A systems administrator is hardening a newly deployed Apache web server on a Linux host. The server's primary function is to serve a simple, static HTML website. A security audit requires minimizing the application's attack surface. Which of the following is the MOST direct application hardening action the administrator should take?
Install and configure a Host Intrusion Detection System (HIDS).
Disable unnecessary Apache modules like mod_userdir, mod_actions, and mod_cgi.
Configure the host firewall to only allow inbound TCP traffic on ports 80 and 443.
Configure the Apache service to run as a dedicated, non-privileged user.
The correct answer is to disable unnecessary Apache modules. Application hardening focuses on securing the application itself. A default Apache installation may enable numerous modules that are not required for a simple static website, and each enabled module increases the application's attack surface by exposing more code to potential vulnerabilities. Disabling unused modules like mod_userdir, mod_actions, and mod_cgi is a direct application hardening measure that reduces this risk.
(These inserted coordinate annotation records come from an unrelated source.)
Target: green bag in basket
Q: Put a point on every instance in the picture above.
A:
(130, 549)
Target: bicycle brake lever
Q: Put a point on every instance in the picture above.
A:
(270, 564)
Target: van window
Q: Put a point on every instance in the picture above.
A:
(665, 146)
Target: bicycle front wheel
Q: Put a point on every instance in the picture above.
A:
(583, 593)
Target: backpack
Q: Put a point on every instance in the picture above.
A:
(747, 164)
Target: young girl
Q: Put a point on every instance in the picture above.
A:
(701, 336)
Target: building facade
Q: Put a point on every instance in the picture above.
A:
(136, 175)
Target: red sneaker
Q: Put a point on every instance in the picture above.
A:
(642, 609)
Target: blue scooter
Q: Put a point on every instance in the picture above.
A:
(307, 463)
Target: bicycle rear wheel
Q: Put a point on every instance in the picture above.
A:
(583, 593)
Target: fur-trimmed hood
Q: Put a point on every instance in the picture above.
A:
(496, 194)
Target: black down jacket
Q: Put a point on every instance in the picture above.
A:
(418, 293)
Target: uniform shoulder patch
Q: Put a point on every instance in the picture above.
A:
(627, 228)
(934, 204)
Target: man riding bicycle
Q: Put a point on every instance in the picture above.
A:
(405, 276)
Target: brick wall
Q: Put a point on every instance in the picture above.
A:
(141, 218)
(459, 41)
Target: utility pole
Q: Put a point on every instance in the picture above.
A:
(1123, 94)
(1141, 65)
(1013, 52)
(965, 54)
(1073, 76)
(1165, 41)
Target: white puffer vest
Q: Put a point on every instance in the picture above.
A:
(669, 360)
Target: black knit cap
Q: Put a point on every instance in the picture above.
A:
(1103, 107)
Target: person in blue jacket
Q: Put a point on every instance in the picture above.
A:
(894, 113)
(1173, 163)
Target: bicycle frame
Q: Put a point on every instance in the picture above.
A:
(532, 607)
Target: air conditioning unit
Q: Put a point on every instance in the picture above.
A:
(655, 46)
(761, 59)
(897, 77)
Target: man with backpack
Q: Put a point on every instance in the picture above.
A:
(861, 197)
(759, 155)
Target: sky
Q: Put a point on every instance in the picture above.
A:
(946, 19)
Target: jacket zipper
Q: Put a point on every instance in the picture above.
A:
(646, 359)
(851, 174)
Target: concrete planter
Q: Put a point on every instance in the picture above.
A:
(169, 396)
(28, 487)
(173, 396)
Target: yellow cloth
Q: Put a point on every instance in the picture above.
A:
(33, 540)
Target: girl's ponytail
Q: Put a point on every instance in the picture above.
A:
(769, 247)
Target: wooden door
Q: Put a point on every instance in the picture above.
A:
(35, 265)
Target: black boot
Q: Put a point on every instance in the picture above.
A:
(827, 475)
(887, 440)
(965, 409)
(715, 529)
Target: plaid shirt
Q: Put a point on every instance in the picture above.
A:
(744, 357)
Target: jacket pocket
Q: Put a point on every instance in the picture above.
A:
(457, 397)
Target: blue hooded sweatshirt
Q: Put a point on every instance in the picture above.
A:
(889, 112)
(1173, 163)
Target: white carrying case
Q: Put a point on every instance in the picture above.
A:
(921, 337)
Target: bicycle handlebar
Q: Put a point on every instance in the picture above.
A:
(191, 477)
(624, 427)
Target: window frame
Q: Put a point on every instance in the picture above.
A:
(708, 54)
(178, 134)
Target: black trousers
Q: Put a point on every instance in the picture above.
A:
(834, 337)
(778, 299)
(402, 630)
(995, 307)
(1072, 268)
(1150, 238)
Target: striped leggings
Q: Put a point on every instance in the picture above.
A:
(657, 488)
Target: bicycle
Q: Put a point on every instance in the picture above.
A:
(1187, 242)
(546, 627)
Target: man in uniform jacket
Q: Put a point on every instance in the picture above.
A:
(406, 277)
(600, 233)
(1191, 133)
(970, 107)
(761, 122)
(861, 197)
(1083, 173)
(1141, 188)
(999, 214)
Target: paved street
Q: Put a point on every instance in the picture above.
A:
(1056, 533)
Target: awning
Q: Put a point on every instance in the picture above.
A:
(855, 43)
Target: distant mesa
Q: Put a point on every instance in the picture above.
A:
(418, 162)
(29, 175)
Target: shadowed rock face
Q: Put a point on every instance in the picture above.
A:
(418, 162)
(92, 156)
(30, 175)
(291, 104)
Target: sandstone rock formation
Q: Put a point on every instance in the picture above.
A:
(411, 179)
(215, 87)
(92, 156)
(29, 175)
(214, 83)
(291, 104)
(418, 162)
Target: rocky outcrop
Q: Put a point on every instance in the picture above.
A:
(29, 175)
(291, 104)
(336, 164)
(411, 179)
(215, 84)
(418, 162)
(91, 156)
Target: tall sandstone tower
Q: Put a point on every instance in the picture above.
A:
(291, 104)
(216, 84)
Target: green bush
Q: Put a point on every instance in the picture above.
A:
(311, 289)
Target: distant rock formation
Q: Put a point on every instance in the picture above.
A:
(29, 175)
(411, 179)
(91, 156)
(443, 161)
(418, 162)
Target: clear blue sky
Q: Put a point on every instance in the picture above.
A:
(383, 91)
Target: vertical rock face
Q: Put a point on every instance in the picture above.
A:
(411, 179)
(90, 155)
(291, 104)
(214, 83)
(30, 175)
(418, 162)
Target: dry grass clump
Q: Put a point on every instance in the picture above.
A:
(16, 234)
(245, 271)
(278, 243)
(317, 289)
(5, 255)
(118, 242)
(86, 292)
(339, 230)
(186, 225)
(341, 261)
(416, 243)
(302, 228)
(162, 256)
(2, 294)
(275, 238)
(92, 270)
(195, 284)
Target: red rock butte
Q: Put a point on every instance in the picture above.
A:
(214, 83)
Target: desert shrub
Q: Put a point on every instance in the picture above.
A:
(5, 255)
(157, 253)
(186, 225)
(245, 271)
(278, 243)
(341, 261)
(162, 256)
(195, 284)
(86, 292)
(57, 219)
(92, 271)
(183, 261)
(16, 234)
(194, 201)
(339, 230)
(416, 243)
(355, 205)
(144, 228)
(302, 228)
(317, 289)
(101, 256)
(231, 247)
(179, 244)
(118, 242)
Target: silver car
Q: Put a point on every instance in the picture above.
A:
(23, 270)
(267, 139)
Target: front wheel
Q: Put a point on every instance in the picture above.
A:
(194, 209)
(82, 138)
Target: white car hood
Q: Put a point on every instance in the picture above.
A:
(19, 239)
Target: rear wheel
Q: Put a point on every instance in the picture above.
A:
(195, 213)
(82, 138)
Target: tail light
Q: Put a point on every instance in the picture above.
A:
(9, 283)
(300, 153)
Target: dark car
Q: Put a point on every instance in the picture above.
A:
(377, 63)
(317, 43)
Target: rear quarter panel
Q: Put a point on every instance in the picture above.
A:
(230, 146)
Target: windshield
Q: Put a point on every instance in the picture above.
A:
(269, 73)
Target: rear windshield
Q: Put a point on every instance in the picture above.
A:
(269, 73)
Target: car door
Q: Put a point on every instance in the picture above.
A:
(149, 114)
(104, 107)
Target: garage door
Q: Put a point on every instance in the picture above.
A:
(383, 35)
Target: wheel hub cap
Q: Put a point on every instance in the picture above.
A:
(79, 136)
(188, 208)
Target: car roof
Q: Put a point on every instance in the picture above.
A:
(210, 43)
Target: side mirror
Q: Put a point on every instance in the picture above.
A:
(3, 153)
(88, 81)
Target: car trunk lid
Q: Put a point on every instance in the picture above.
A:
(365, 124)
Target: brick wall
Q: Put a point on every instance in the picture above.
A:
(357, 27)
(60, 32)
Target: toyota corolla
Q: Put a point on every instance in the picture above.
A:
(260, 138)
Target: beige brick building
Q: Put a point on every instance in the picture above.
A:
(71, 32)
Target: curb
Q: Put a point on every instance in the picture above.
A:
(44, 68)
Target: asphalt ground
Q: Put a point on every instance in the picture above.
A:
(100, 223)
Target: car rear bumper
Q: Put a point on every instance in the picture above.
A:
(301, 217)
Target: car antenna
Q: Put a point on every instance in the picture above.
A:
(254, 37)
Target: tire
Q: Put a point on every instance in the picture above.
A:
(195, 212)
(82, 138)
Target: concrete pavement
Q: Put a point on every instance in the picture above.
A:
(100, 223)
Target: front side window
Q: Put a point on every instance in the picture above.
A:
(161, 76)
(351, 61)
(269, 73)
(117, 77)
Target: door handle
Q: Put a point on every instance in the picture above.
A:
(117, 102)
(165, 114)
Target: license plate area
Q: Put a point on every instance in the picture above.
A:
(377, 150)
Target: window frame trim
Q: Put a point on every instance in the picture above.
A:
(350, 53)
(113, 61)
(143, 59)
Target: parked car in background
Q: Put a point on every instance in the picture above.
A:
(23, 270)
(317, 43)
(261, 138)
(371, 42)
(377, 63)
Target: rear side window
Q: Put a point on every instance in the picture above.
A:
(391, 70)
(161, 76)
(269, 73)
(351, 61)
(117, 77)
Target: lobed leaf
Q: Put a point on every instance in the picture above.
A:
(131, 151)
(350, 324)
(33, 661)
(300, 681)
Configuring the host firewall is an example of OS hardening, as it controls network access at the operating system level, not within the application itself. Configuring the Apache service to run as a non-privileged user is a critical security best practice that implements the principle of least privilege, but it is more of an OS-level control on the process's permissions rather than a reduction of the application's inherent features. Installing a Host Intrusion Detection System (HIDS) is a detective control for monitoring the host, not a preventative hardening technique for the application's configuration.